Sonuç olarak yapılan bu oylama bir kez daha onca yolsuzluğun üstünün örtülmesi için AKP’nin fireli çabasından ibarettir. Fireli çaba olmasa da firesiz bile olsaydı sonuç değişmeyecek, Muammer Güler, Zafer Çağlayan, Egemen Bağış, Erdoğan Bayraktar yurttaşın gözünde aklanmamış olarak kalmaya devam edeceklerdir.
Dahası 17 - 25 Aralık Operasyonu sonrasında bu operasyonda adı geçenlerin de durumunda bir değişiklik olmayacak, önce paraları polis koydu deyip bu paraları faiziyle iade edenler de bu paraların kaynağını açıklayamayanlar da yıkıntının altında kalmaktan kurtulamayacaklardır.
Unutmayalım ve aklımızdan çıkarmayalım.
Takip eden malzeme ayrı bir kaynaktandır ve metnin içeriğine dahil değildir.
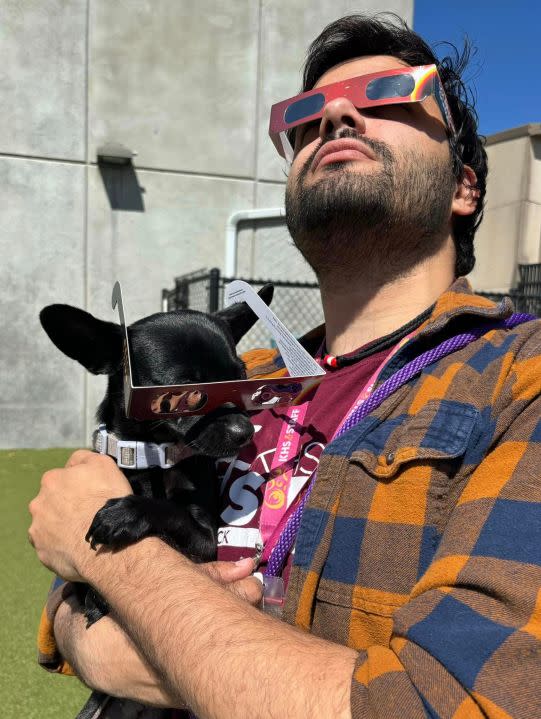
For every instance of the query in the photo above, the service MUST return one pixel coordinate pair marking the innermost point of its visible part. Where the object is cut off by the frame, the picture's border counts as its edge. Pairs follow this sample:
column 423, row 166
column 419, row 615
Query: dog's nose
column 241, row 431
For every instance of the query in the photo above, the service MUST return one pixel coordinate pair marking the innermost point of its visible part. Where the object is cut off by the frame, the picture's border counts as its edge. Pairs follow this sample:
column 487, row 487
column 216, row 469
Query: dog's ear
column 96, row 344
column 240, row 317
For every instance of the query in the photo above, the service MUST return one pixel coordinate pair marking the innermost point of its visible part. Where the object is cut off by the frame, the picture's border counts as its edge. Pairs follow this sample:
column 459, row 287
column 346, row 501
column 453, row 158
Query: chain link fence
column 297, row 304
column 526, row 296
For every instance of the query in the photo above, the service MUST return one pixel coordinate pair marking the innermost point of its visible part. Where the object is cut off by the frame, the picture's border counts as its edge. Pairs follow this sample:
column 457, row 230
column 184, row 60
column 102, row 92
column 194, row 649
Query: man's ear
column 466, row 195
column 240, row 317
column 96, row 344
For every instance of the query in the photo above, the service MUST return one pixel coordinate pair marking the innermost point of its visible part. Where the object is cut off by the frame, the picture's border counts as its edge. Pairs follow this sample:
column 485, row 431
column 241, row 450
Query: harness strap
column 138, row 455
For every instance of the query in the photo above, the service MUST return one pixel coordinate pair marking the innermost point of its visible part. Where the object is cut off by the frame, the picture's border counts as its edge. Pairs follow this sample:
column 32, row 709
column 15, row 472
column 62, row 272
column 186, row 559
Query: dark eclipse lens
column 304, row 108
column 383, row 88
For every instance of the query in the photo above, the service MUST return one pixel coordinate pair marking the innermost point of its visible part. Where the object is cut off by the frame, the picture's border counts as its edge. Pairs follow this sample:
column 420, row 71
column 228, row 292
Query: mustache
column 380, row 149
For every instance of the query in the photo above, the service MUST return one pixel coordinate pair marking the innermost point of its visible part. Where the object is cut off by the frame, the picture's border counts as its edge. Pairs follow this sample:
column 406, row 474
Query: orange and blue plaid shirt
column 420, row 546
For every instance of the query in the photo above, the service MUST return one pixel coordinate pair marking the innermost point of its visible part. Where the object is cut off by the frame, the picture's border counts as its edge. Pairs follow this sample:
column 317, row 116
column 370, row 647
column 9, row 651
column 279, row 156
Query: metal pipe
column 231, row 232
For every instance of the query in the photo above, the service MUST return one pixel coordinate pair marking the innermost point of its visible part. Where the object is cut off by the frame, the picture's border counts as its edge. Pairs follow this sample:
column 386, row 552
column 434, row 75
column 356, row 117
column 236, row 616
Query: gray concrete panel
column 274, row 257
column 42, row 248
column 42, row 78
column 294, row 24
column 509, row 168
column 496, row 246
column 176, row 81
column 182, row 229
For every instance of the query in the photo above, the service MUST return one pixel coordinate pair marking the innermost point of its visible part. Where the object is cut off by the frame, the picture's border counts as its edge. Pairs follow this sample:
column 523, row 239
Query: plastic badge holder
column 172, row 401
column 273, row 595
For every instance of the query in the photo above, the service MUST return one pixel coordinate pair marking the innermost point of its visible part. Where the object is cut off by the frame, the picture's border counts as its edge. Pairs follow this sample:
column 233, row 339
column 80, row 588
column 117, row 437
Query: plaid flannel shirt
column 420, row 546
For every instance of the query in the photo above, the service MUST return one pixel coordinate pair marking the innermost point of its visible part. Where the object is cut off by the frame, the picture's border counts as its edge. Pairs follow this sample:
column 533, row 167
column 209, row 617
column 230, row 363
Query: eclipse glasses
column 391, row 87
column 174, row 401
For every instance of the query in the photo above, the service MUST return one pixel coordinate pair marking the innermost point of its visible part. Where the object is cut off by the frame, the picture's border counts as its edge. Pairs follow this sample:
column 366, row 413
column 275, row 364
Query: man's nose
column 338, row 114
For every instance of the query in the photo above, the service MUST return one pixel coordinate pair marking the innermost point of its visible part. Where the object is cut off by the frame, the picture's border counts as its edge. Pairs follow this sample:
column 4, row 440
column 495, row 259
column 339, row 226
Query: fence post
column 182, row 294
column 214, row 289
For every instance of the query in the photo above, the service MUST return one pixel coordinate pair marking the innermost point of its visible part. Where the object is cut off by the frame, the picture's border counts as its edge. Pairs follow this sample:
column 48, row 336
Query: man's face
column 375, row 175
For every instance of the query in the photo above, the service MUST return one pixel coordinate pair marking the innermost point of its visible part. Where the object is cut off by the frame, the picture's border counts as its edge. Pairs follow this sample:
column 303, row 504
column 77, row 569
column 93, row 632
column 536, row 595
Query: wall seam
column 86, row 398
column 157, row 170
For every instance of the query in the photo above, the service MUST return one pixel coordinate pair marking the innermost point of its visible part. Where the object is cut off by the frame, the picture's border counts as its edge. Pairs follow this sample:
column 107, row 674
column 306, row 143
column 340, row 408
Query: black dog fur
column 179, row 504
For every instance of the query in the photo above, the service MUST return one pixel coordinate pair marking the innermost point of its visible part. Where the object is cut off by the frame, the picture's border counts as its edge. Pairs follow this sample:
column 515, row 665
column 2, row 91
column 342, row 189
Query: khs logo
column 241, row 483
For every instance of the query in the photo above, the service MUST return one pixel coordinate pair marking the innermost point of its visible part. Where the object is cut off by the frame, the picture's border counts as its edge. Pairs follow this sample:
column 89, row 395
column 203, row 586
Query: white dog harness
column 138, row 455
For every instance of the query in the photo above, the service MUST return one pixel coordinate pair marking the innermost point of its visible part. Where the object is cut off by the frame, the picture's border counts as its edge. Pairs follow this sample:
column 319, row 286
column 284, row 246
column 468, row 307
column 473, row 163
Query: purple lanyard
column 287, row 538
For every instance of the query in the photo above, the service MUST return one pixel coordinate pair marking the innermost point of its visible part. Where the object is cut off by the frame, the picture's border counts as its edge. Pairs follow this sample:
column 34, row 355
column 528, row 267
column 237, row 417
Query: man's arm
column 224, row 656
column 105, row 658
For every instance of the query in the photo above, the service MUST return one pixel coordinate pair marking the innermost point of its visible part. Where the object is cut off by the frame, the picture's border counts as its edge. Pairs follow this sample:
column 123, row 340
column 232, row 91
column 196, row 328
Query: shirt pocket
column 393, row 501
column 441, row 430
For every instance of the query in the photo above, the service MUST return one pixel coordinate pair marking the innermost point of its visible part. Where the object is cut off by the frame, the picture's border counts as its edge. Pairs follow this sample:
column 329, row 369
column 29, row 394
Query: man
column 415, row 585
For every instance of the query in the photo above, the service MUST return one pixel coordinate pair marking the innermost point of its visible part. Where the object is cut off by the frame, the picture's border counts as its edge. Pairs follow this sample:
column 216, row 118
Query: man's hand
column 65, row 507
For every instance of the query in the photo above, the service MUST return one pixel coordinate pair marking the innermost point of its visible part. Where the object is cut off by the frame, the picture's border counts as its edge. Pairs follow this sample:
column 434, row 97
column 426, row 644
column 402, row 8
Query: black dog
column 179, row 504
Bugün TBMM’de AKP’nin fire vermesine karşın 4 eski bakan H/ak/lanmış olabilir, ama haklanacakları demokratik ortamın geleceğini de aklımızdan hiç ama hiç çıkarmayalım.
Son söz, CHP Milletvekili Tolga Çandar niye oylamaya katılmamış bilemiyoruz. Zaten milletvekili olarak adı var kendisi yok 4 yıla yaklaşan bir süre geçirmiştir.
CHP’den iztifa eden Anadolu Partisi Genel Başkanı Emine Ülker Tarhan’da oylamaya katılmadı. Bu durumu not edelim.
Ayrıca 4 HDP milletvekili de oylamada bulunmadı.